Sur la demande d'annulation de l'arrêté du 27 octobre 2022 :
7. M. B ne peut utilement soutenir que son affectation à la direction des finances publiques du Pas-de-Calais sur des fonctions administratives et non comptables, ayant été décidée de manière arbitraire, sans respect des règles portant sur les mouvements annuels de mutation, serait constitutive d'une seconde sanction disciplinaire dès lors qu'il n'a pas fait l'objet d'une mutation mais d'une sanction disciplinaire de déplacement d'office qui n'imposait nullement à l'administration de recueillir son avis ou de respecter les règles afférentes aux mouvements de mutation. Par ailleurs, les mesures prises par le directeur des finances publiques de Nouvelle-Calédonie pour organiser le service entre le mois d'octobre 2021 et le mois de décembre 2021 en décidant d'éviter tout contact physique, téléphonique ou par courriel entre l'intéressé et les agents du service de la paierie ne peuvent être assimilées à une sanction disciplinaire déguisée ou supplémentaire à celle du 14 octobre 2022 mais doivent être regardées comme prises dans un souci de permettre le bon fonctionnement du service tout en préservant les agents l'ayant mis en cause pour son comportement.

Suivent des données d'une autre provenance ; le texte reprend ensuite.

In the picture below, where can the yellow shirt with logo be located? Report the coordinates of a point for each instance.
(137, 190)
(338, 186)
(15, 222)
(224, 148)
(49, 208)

8. Il résulte de tout ce qui précède que la demande d'annulation de M. B doit être rejetée ainsi que, par voie de conséquence, ses conclusions tendant à l'application de l'article
L. 761-1 du code de justice administrative.
D E C I D E :
Article 1er : La requête de M. B est rejetée.
Article 2 : Le présent jugement sera notifié à M. A B et au ministre de l'économie, des finances et de la souveraineté industrielle et numérique.
Délibéré après l'audience du 11 mai 2023, à laquelle siégeaient :
M. Sabroux, président,
M. Pilven, premier conseiller,
M. Briquet, premier conseiller.
Rendu public par mise à disposition au greffe le 25 mai 2023.
Le rapporteur,
SIGNÉ
J-E. PILVENLe président,
SIGNÉ
D. SABROUXLe greffier de chambre,
J. LAGOURDE
La République mande et ordonne au haut-commissaire de la République en Nouvelle-Calédonie, en ce qui le concerne, ou à tous huissiers de justice à ce requis, en ce qui concerne les voies de droit commun contre les parties privées, de pourvoir à l'exécution de la présente décision.